To SQL or Not
NoSQL has gained quite some popularity in the recent years. Its distant relative, good old SQL has been the industry standard for quite some decades but NoSQL provides some features which are difficult/ impossible to achieve in SQL. However, this doesn’t mean that SQL is inferior to NoSQL in anyway. In this post I’ll be mostly talking about PostgreSQL (SQL) and MongoDB (NoSQL).
|Data stored in tables as rows||Data stored in collections as BSON/ JSON documents|
|Primary and foreign key to identify unique data in rows||No concept of foreign keys. Mongo adds a unique _id field though|
|Using joins to combined data from multiple tables||Using embedded documents, document references or $lookup to combine data from multiple collections|
|ACID transactions||Atomic operations but transactions aren’t ACID|
|Normalization of data||Denormalization of data|
|Vertical scalability||Horizontal scalability|
Tables vs BSONs
SQL is more suited when you have a structured data and a pre-defined schema of your data. This data can be easily represented using tables and usually the structure remains fixed.
NoSQL employs the use of JSONs (or BSONs in MongoDB) which stores data as key-value pairs. NoSQL is more suited for modern webapps where the data changes dynamically and determining a fixed structure beforehand is difficult.
The document model of NoSQL is more productive because it maps directly to objects in modern web technologies.

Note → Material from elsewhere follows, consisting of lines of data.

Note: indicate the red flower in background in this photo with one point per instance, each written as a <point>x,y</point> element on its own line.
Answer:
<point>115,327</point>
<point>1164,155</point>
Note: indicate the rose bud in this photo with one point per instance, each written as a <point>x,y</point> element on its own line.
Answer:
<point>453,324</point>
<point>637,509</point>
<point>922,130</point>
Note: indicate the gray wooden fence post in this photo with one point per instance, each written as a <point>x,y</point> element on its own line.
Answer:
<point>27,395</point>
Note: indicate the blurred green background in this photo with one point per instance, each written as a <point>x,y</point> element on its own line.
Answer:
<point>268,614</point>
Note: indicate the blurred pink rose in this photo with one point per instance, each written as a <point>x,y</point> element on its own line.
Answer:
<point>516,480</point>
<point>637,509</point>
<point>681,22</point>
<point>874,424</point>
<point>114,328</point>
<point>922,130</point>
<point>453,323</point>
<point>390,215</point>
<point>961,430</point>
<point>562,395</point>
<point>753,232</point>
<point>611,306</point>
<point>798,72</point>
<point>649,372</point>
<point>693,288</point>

The wide column model of SQL provides more granular access to data than the key-value model but also less flexibility when it comes to dynamically changing data requirements.
In NoSQL, the entire document can be accessed with a single call to the database as compared to SQL, which requires joins across multiple tables from multiple locations. NoSQL also makes it easier to distribute the data across multiple nodes, called sharding. MongoDB 3.2 can also perform joins (left outer equi joins).
Normalization vs Denormalization
SQL involves normalizing the data by removing redundant information and splitting it into smaller tables. This can make the data representation simpler but it also spreads the data across multiple locations (tables) which adds a bit to the overhead in accessing them.
NoSQL involves denormalization. It maintains duplicate copies of data to improve access time (since the cost of disk storage has reduced and bottleneck is more common for access time). Data is embedded, i.e. 1:1 or 1:many documents are embedded within each other to improve the access time. Embedding documents is not always helpful and referencing between documents in multiple collections should be used if:
- A document is frequently read but the embedded document is rarely used.
- The document size exceeds the 16MB limit of MongoDB.
- If the object is referenced from many different sources.
- Representing complex many:many relationships.
- Modelling large, hierarchical data sets.
Referencing documents in NoSQL is similar to normalization in SQL but it requires follow-up queries which adds to the server requests. Referencing is usually achieved by saving the _id field of one document in the related document as a reference. Note that these are not integrity constraints like foreign keys.
NoSQL databases are usually classified as consistent or eventually consistent systems (since they maintain multiple copies of data for availability and scalability). With eventual consistency, writes are not immediately visible (see CAP theorem). This can be acceptable for non-critical systems such as social networking or news feed trading it for increased scalability and availability. However for critical applications such as banking, etc SQL databases are suited better. Otherwise in NoSQL, this has to be handled at the application level. MongoDB provides tunable consistency, defined at query level.
All writes and reads access the primary copy of the data. As an option, read queries can be issued against secondary copies where data maybe eventually consistent if the write operation has not yet been synchronized with the secondary copy; the consistency choice is made at the query level.
SQL databases provides vertical scalability, they can scale quite high by adding to the computational power, but it has its limits. On the other hand, NoSQL databases scale horizontally, by adding nodes to the distributed system. It’s easier to scale using NoSQL.